Chimpanzees are human's closest living relatives. A new study found answers to questions about the key differences between humans and the animal. Researchers of the study revealed that chimpanzees inherit 90 percent of their new mutations from their father and only 10 percent from their mother, something that is not seen in humans.
Human inherit about 70 percent of new mutations from their parents. This number is highly influenced by factors like the father's age. Previous studies have revealed that older fathers pass on more mutations to their offspring - two more mutations for every extra year of age. A father's age plays a bigger role in new mutations because while the sperm lineage in males keeps dividing, females are born with all the eggs they are ever going to produce. This also explains why paternal age is a major influencing factor in disorders like autism and schizophrenia.
"In humans, a father's age is known to affect how many new mutations he passes on to his children, and is also an established risk factor in a number of mental health disorders," Professor Gil McVean from the University of Oxford said in a press statement. "This study finds that in chimpanzees the father's age has a much stronger effect on mutation rate - about one and a half times that in humans. As a consequence, a greater fraction of new mutations enter the population through males, around 90 per cent, compared to humans, where fathers account for 75 per cent of new mutations."
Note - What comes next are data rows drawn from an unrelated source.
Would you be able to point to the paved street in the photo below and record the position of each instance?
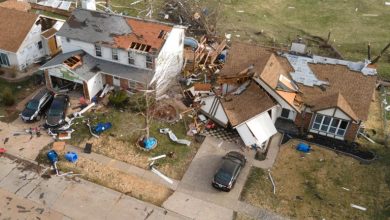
(22, 191)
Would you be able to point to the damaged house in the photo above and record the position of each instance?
(291, 93)
(101, 48)
(26, 38)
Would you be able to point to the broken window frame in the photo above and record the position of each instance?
(98, 50)
(149, 61)
(131, 59)
(114, 53)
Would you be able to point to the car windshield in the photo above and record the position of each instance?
(56, 108)
(32, 105)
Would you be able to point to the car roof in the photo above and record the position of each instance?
(40, 94)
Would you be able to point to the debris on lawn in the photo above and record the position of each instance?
(173, 137)
(272, 181)
(53, 158)
(303, 147)
(71, 157)
(358, 207)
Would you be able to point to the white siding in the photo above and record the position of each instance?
(170, 60)
(72, 45)
(341, 114)
(95, 84)
(28, 51)
(214, 109)
(329, 112)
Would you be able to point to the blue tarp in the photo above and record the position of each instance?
(303, 147)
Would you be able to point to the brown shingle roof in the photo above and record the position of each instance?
(14, 27)
(355, 90)
(333, 101)
(241, 56)
(251, 102)
(17, 5)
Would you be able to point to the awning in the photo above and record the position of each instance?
(257, 130)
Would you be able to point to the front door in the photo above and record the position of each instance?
(116, 81)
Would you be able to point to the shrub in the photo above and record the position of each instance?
(119, 99)
(8, 97)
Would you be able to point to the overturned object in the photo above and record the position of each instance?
(173, 137)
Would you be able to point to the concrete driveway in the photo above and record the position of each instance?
(196, 183)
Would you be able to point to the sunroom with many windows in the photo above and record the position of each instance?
(329, 126)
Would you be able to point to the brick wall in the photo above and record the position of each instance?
(351, 131)
(303, 120)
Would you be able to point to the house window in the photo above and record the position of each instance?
(98, 50)
(330, 125)
(114, 52)
(40, 45)
(4, 59)
(131, 57)
(285, 113)
(149, 61)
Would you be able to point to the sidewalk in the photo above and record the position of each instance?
(273, 150)
(62, 198)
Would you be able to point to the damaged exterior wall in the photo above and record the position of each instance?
(169, 62)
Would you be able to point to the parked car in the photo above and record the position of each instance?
(37, 106)
(57, 111)
(229, 170)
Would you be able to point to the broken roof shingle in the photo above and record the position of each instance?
(14, 27)
(113, 30)
(251, 102)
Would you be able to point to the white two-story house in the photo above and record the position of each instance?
(101, 48)
(24, 39)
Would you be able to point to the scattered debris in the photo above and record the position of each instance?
(173, 137)
(272, 181)
(358, 207)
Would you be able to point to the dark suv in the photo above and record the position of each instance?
(227, 174)
(37, 106)
(57, 111)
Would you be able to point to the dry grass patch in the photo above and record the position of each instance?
(310, 186)
(112, 178)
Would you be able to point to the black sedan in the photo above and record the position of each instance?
(57, 111)
(37, 106)
(227, 174)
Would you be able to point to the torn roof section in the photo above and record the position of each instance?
(349, 85)
(115, 31)
(251, 102)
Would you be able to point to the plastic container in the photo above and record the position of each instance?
(52, 156)
(71, 157)
(303, 147)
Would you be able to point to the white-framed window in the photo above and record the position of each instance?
(40, 46)
(149, 61)
(285, 113)
(114, 52)
(330, 125)
(131, 57)
(98, 50)
(4, 59)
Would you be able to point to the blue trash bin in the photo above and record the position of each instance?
(303, 147)
(71, 157)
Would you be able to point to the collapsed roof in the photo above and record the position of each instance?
(115, 30)
(319, 83)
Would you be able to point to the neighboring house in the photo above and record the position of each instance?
(130, 53)
(314, 94)
(24, 38)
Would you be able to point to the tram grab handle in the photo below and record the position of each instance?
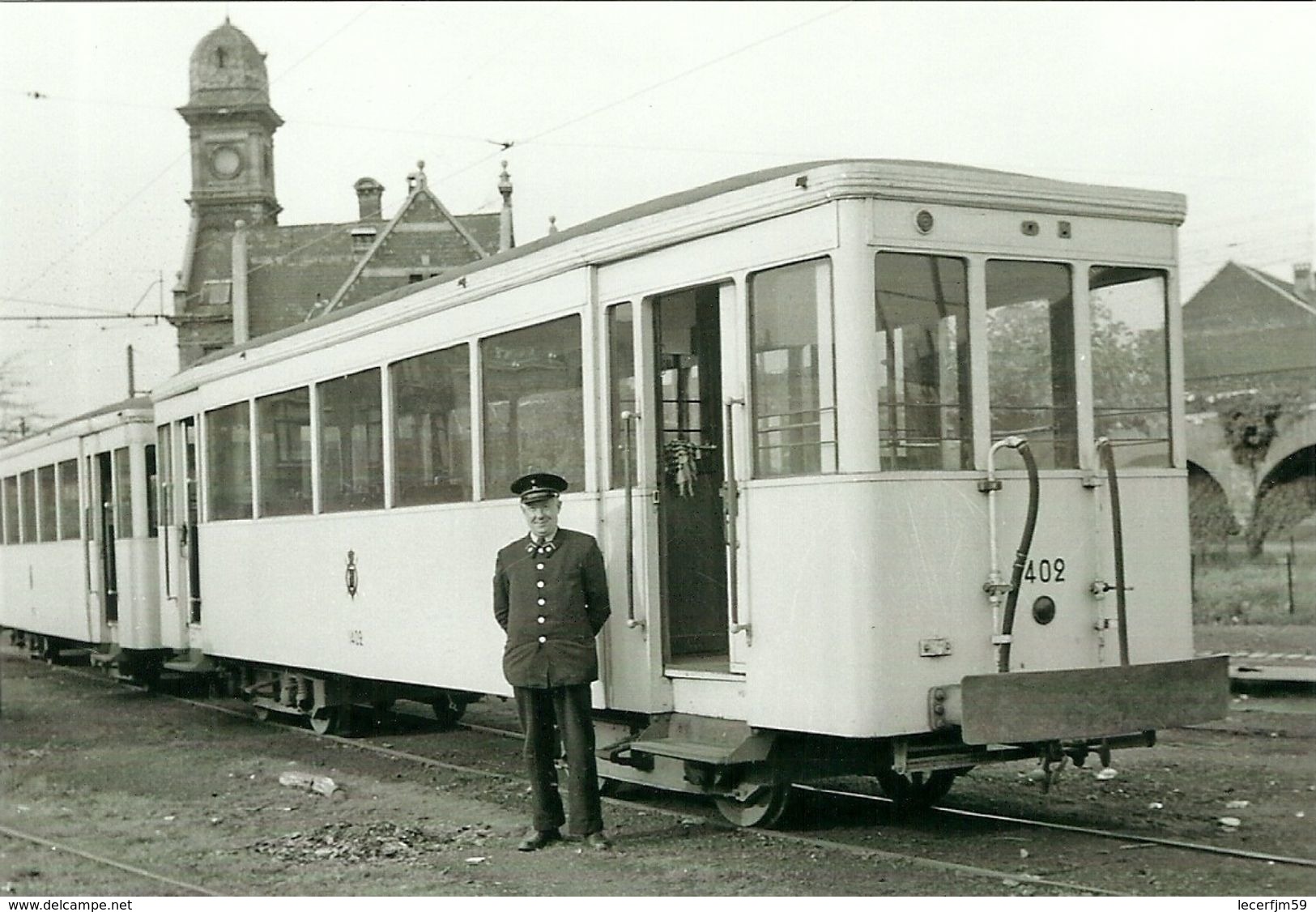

Any change in the genetic sequence of an offspring that is not seen in either parent is considered to be a new mutation. For the study, researchers sequenced the genomes of nine western chimpanzees from a three generation family living at the biomedical primate research centre in the Netherlands.
Chimpanzees have testes that are over three times the relative size of a human, which enables them to produce more sperms. This increases the number of sperm production cycles, which in turn increases the chances of new mutation to emerge. This probably explains the new mutation inheritance difference between the animal and humans.
Study authors said that more research needs to be conducted on mating behavior to see how it affects mutation rates and male mutation bias. The current study was funded by the Wellcome Trust. Findings were published in the journal Science.